Wednesday, January 24, 2007

Ethanol is a Net Energy Loser

In his State of the Union speech, President Bush called for increasing ethanol as a way of reducing petroleum consumption and dependence on foreign oil. It will do just the opposite.

Many studies over the years have concluded that it takes more energy for growing the corn (for farm machinery, pesticides, fertilizers) and distilling the alcohol than you can get from burning the ethanol that is produced. The best known of these is by Prof. David Pimentel of Cornell University, which is featured in the Encyclopedia of Physical Sciences and Technology. But his work has been criticized by the ethanol industry and others promoting ethanol, including the National Corn Growers Association, the Renewable Fuels Association, and the U.S. Dept. of Agriculture. They have come up with their own studies, the best known of which is by Hosein Shapouri, an economist with the U.S. Dept. of Agriculture.

Pimentel says “The reason [they] come up with positive returns and we do not is that they omit about half of the inputs.” One he has cited is the energy needed to make and maintain farm equipment. He asks, “Have you seen many farmers raising corn by hand?” He also says Shapouri “draws the bounds too close to the gates of the ethanol plant.” But the most important dispute involves the amount of energy credited to byproducts from ethanol production, whose principal use is cattle feed. Shapouri charges 34 percent of the energy to this purpose, leaving only 66 percent charged against ethanol. Pimentel, on the other hand, says the appropriate credit should be the amount of energy needed to grow and produce soybean meal, which can be used for the same purposes—and requires vastly less energy. The cost has to be competitive or no one would use the product. Why would anyone substitute a high cost product for a low cost one? Only by crediting an unrealistically high energy cost to the byproduct can the cost of ethanol be held artificially low enough to make it appear net-energy efficient and economic. (If it were energy efficient and economic, it would not need government subsidies.)

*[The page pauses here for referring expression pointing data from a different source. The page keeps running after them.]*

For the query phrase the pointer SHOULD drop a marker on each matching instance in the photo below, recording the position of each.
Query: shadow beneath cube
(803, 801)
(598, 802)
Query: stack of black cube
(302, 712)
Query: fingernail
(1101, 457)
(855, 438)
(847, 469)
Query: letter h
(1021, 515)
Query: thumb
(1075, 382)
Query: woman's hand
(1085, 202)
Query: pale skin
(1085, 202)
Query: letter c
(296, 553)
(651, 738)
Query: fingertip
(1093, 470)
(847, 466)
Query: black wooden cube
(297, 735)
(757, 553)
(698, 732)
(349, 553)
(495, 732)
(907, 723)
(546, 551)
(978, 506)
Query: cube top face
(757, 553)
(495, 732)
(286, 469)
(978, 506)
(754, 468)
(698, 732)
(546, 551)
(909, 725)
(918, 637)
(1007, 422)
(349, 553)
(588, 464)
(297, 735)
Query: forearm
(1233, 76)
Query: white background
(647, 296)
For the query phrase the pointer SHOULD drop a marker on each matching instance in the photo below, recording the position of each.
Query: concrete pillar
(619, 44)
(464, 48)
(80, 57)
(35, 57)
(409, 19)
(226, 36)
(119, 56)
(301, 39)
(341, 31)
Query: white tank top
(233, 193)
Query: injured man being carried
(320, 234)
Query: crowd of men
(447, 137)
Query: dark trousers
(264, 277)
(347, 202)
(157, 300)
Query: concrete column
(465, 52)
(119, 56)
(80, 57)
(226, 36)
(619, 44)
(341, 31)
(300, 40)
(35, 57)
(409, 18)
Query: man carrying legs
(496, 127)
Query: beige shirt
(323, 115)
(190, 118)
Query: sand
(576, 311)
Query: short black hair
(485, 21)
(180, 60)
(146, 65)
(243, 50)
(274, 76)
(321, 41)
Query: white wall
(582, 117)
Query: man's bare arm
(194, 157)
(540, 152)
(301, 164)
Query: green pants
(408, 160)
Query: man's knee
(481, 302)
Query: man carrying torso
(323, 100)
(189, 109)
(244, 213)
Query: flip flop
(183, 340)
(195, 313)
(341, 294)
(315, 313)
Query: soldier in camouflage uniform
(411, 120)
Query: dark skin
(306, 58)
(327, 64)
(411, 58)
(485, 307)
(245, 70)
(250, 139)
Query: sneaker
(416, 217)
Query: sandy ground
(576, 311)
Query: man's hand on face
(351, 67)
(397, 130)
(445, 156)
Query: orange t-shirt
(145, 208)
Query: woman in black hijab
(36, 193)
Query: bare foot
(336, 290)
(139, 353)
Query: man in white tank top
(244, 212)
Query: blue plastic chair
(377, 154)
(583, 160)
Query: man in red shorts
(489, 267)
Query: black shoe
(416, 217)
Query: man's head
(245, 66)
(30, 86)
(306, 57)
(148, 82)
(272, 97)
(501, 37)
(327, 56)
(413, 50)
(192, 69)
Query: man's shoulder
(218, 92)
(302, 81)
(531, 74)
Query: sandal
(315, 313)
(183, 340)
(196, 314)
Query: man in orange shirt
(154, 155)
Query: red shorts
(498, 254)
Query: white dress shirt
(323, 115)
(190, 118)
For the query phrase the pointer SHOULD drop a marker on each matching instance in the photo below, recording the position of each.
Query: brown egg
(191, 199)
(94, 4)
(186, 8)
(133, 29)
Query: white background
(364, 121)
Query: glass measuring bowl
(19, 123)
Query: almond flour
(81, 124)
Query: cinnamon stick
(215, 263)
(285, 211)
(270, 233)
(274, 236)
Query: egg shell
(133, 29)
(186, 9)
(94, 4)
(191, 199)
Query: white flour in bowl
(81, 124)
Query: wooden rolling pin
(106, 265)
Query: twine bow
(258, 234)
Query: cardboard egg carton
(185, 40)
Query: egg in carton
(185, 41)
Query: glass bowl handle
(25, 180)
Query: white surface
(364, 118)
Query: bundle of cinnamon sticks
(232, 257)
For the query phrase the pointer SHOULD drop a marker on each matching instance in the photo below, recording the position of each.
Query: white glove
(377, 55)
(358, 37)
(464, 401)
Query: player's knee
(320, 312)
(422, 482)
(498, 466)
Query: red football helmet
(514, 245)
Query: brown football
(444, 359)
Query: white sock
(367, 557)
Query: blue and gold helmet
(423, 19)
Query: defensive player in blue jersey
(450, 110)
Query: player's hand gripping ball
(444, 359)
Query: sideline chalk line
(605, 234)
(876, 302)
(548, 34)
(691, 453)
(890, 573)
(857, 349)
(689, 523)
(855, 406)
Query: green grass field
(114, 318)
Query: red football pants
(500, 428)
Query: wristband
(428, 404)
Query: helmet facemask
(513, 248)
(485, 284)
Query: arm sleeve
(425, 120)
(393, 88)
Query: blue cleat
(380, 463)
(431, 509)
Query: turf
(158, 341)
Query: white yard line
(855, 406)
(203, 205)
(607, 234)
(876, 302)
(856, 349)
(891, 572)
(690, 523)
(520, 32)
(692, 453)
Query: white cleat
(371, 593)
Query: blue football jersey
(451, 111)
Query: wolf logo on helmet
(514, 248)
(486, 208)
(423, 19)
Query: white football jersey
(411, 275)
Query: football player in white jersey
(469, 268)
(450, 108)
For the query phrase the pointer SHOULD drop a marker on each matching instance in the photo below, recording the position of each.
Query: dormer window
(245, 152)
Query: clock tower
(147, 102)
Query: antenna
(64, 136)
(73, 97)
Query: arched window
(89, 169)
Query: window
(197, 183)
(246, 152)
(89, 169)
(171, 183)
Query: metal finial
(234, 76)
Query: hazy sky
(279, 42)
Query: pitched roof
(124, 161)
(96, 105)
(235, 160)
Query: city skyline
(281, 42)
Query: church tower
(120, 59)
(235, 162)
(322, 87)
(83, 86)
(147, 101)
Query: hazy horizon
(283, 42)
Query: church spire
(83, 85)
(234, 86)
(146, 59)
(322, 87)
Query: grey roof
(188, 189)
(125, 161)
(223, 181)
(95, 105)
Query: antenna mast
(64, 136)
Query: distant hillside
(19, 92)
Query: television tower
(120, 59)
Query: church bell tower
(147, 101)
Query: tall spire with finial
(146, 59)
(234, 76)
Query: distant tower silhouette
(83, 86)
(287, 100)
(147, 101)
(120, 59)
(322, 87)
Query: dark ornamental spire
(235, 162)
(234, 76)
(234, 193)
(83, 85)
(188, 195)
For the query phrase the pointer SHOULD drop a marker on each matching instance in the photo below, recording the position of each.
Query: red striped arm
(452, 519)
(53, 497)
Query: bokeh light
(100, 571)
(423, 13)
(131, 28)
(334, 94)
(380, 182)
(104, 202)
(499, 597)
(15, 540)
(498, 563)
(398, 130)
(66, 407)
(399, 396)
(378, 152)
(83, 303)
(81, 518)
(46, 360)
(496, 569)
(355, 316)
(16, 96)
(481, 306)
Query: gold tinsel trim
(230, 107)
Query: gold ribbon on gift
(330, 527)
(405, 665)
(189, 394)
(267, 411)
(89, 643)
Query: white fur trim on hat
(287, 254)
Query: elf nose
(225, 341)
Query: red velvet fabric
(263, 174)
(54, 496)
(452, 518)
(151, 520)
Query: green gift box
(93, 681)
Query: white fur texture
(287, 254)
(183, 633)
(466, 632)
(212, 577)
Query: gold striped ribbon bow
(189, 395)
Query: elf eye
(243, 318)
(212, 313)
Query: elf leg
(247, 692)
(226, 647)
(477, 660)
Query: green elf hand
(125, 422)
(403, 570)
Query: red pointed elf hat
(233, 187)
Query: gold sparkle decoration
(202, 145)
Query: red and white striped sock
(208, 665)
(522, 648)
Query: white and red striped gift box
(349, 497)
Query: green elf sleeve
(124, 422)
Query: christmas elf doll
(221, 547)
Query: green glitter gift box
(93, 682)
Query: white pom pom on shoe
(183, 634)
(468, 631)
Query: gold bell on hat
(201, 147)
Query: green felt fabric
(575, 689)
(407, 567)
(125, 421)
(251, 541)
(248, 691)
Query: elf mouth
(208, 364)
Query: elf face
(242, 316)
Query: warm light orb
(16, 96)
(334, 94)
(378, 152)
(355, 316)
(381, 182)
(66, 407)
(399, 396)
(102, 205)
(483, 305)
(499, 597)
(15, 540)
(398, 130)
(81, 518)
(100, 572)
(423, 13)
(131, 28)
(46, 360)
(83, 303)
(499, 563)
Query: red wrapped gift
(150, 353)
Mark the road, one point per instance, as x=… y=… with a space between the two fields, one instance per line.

The ethanol advocates claim Pimentel used old data and that the industry has gotten more efficient since his study several years ago. They say it now results in a net gain in energy. However, just two moths ago Pimentel and his colleague Ted Patzek, of the Department of Civil and Environmental Engineering at University of California-Berkeley, provided an update. Writing in BioScience, they state:

"Our up-to-date analysis of the 14 energy inputs that typically go into corn production and the 9 invested in fermentation and distillation operations confirms that 29 percent more energy (derived from fossil fuels) is required to produce a gallon of corn ethanol than is contained in the ethanol. Ethanol from cellulosic biomass is worse: With current technology, 50 percent more energy is required to produce a gallon than the product can deliver."

They also state that “the environmental impacts of corn ethanol are enormous,” including severe soil erosion, heavy use of fertilizers and pesticides, and 1,700 gallons of water (mostly to grow the corn) for each gallon of ethanol, plus 6 to 12 gallons of noxious organic effluent.

Once again, government intervention in the market is worse than if it did nothing. It is substituting a more expensive product at a net loss of energy, with greater consumption--not conservation--of petroleum resources and with more severe impact on the environment than would occur if the outcome were simply left to the free market. It is another illustration of the wisdom of Nobel Prize-winning economist Friedrich Hayek when he said it is a “fatal conceit” that government can do better than the market in determining the economic actions that can best advance society.